November 9, 2022 | 00:00
MANILA, Philippines — The country’s manufacturing output grew at a slower pace in September compared to the previous month and year amid high and sustained inflation.
Preliminary results from the monthly integrated survey of selected industries released by the PSA yesterday showed that manufacturing output, as measured by the volume of production index (VoPI), recorded an annual growth of 2.4% in September, lower than the 4.4% in August.
It was also well below the 124.3% expansion of VoPI in September last year.
The PSA said nine industry divisions posted year-on-year declines in September, with electrical equipment manufacturing posting the biggest drop of 54.7%.
Other industry groups with annual declines were base metals (34.2%), beverages (6.8%), coke and refined petroleum products (2.8%), rubber products and plastics (4.9%), furniture (11.5%), printing and reproduction of recorded documents. media (6.5%), tobacco products (3%) and non-metallic mineral products (0.3%).
Meanwhile, those that saw year-on-year increases in September were computer, electronic and optical products; transportation equipment; foodstuffs; machines and equipment other than electric; chemical and chemical products; fabricated metal products, except machinery and equipment; articles of wood, bamboo, cane, rattan and related products; paper and paper products; other manufacture, repair and installation of machinery and equipment; textiles; wear clothes ; basic pharmaceuticals and pharmaceutical preparations; and leather and related products, including footwear.
Michael Ricafort, chief economist at Rizal Commercial Banking Corp., attributed the slowing VoPI growth to higher inflation both locally and globally.
The country’s inflation rate accelerated to a nearly 14-year high of 7.7% in October from 6.9% in September.
Ricafort said high inflation or input prices could have slowed the growth of the manufacturing indicator “given the need to pay for more expensive oil or fuel, imported goods, other imports and other inputs (as these could also have reduced the availability of funds for consumer and business expenditures, new investments or expansion projects, and for other manufacturing or production activities), as well as a slowdown in demand in response to higher prices (some form of demand destruction, in response to higher prices).
He said higher interest rates that have increased borrowing or financing costs for some manufacturers may also have affected the performance of the manufacturing sector.
The PSA said the Value of Production Index (VaPI) recorded 10% growth in September this year, also slower than the 11.8% in August and the 124.6% increase in September of last year.
The PSA said 15 of the industry’s 22 divisions contributed to VaPI’s growth in September.

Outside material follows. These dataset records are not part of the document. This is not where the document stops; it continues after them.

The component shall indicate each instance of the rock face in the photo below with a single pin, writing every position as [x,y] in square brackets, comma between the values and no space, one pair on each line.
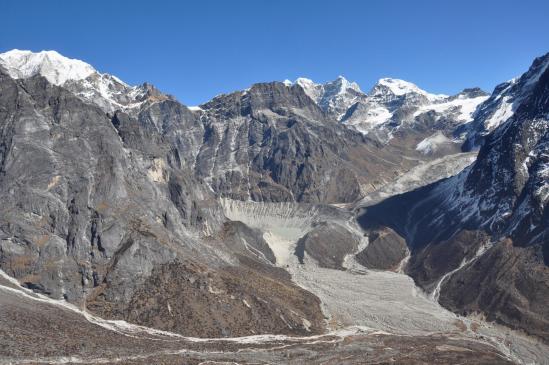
[502,104]
[98,208]
[479,240]
[117,198]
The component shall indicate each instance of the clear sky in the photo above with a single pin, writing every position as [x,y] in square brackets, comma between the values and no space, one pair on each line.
[198,49]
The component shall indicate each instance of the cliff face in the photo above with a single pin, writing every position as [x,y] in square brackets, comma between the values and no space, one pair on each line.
[105,211]
[480,240]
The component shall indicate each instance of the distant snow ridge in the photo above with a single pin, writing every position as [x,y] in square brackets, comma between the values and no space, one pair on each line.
[106,91]
[388,105]
[503,102]
[50,64]
[334,97]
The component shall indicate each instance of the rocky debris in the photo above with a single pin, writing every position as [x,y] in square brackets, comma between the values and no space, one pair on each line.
[328,244]
[98,208]
[385,251]
[493,216]
[228,302]
[66,336]
[502,104]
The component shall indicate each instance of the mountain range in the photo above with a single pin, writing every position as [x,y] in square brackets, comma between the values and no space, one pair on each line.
[294,209]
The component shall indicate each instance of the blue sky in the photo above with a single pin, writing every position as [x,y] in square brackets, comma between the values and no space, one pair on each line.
[198,49]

These are computer, electronic and optical products; foodstuffs; transportation equipment; chemical and chemical products; machines and equipment other than electric; coke and refined petroleum products; fabricated metal products, except machinery and equipment; articles of wood, bamboo, cane, rattan and related products; paper and paper products; other manufacture and repair and installation of machinery and equipment; non-metallic mineral products; textiles; wear clothes ; basic pharmaceuticals and pharmaceutical preparations; and leather and related products, including footwear.
Those that recorded declines in September were base metals; electrical equipment; beverages; printing and reproduction of recorded media; furniture; rubber and plastic products; and tobacco products.

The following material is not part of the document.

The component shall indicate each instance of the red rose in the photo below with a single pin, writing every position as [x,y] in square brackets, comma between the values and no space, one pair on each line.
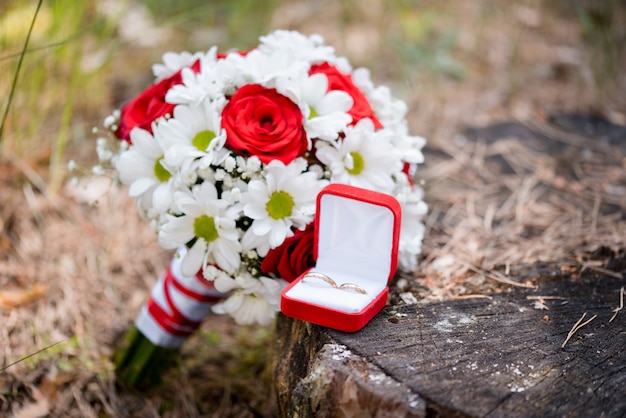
[293,257]
[262,122]
[340,81]
[149,105]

The average capacity utilization rate in the manufacturing sector rose slightly to 71.5% in September from 71.4% in August.

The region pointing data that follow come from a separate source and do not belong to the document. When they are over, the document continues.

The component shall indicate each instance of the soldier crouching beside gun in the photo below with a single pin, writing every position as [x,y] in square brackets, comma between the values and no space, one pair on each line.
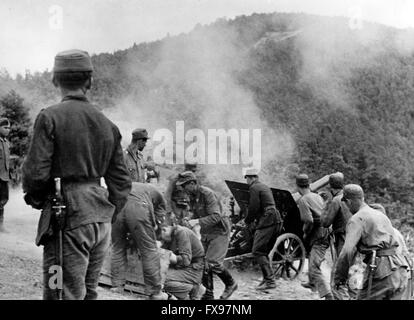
[74,141]
[215,233]
[186,261]
[141,216]
[371,233]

“There were 20 out of 22 industrial divisions with an average capacity utilization rate above 60%, dominated by garment manufacturing (80.9%), furniture manufacturing (80.3%) and furniture manufacturing. computer, electronic and optical products (80 percent),” PSA said.
More than a fifth or 22 percent of responding facilities were operating at full capacity or at 90 to 100 percent.
Meanwhile, 39.1% were operating between 70 and 89%, while 38.9% were operating below 70% capacity.